Философия была главным предметом дискуссий в кружке Станкевича. Изучались и обсуждались системы преимущественно немецких мыслителей — И. Канта, Ф. Шеллинга, И. Фихте и особенно Г. Гегеля, который был для кружковцев общепризнанным кумиром. Тогда вообще было в моде среди русских дворян /133/ повальное увлечение гегельянством. A.M. Жемчужников (один из создателей Козьмы Пруткова) сочинил об этом стихи:
В тарантасе, в телеге ли
Еду ночью из Брянска я,
Все о нем, все о Гегеле
Моя дума дворянская.
Философские дискуссии в кружке Станкевича сочетались с политическими. Все кружковцы ненавидели крепостное право и возмущались произволом самодержавия, но обновить, демократизировать Россию они предполагали не революцией, а просвещением. «Я уважаю человеческую свободу, — говорится в одном из писем Станкевича 1838 г., — но знаю хорошо, в чем она состоит, и знаю, что первое условие для свободы есть законная власть». Такой взгляд в принципе разделяли тогда все участники кружка, продолжавшие встречаться уже без своего лидера. В 1837 г. чахоточный Станкевич уехал на лечение за границу и там, в Италии, летом 1840 г. умер, не дожив до 27 лет.
Кружок Станкевича ограничивался самообразованием и разработкой идейной платформы для российского либерализма, не прибегая к каким-либо акциям против самодержавия или его идеологии. Первым из либерально-демократической среды выступил с такой акцией Петр Яковлевич Чаадаев — блестящий, энциклопедически образованный офицер, внук историка кн. М.М. Щербатова, друг А.С. Пушкина и адресат замечательных пушкинских посланий, в прошлом декабрист. «Он в Риме был бы Брут, в Афинах Периклес», — писал о нем Пушкин. Фридрих Шеллинг считал Чаадаева «самым умным из известных ему умов».
В 1836 г.
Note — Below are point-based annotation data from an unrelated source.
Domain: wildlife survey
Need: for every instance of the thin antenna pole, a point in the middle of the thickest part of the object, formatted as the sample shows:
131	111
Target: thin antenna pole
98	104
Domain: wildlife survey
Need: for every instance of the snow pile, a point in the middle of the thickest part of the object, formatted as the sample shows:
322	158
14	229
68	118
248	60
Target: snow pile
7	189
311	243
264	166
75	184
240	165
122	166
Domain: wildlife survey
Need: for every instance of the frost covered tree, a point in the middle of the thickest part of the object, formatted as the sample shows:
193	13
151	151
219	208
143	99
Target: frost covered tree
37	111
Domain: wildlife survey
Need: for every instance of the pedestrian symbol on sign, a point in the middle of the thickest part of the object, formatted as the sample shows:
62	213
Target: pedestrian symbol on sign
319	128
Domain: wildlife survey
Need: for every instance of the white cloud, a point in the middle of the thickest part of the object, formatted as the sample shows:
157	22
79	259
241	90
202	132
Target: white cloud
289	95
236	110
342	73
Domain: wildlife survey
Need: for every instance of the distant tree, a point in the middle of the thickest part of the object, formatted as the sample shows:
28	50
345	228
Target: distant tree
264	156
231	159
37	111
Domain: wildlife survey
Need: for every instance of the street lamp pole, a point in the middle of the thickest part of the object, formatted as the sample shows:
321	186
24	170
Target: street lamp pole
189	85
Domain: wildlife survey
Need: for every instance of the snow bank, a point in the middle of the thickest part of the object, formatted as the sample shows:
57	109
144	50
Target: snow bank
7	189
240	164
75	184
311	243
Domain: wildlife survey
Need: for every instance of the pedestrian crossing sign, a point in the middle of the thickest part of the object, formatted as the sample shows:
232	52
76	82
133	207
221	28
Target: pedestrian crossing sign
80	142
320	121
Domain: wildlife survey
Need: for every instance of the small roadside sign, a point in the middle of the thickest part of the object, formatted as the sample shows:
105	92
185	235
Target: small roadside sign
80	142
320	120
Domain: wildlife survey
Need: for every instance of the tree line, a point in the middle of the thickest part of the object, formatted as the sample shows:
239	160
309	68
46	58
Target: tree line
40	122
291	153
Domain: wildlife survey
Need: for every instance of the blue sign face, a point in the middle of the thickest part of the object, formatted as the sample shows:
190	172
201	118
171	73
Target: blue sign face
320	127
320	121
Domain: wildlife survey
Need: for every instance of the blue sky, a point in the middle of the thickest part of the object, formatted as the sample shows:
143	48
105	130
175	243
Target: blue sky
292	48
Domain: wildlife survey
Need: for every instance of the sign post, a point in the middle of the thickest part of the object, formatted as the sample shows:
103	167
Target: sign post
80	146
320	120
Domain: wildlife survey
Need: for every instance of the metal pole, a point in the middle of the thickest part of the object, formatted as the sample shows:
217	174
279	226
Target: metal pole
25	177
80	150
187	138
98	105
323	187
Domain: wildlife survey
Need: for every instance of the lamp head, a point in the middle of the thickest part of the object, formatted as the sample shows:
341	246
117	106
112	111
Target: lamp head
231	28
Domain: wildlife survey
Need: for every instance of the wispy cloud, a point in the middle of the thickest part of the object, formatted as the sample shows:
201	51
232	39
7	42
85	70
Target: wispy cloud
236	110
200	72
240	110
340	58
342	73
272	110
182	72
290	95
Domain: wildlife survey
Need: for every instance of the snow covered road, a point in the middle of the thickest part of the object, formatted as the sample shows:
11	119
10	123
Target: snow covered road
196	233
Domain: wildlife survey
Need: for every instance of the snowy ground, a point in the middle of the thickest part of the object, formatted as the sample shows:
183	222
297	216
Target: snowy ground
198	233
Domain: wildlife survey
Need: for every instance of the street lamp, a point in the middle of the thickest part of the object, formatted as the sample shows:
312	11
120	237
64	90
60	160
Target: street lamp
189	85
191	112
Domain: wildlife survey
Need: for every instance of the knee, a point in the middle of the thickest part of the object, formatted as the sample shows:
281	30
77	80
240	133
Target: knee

Чаадаев напечатал в журнале «Телескоп» первое из своих «Философических писем», которое, по словам Герцена, «разбило лед после 14 декабря» и «потрясло всю мыслящую Россию». Вопреки идеологам «официальной народности», прославлявшим «великолепие» российской истории, Чаадаев показал (даже с чрезмерным акцентом), что история России мрачна, ее настоящее невыносимо, а будущее, если она останется в «жестоком рабстве», грозит ей катастрофой. «В общем, мы жили и продолжаем жить лишь для того, чтобы послужить каким-то важным уроком для отдаленных поколений», — меланхолически заключал Чаадаев. Царизм ответил на это залпом репрессий: «Телескоп» был закрыт, его редактор Н.И. Надеждин сослан на север в глухой Усть-Сысольск, а Чаадаев высочайше объявлен сумасшедшим и навсегда лишен права печататься.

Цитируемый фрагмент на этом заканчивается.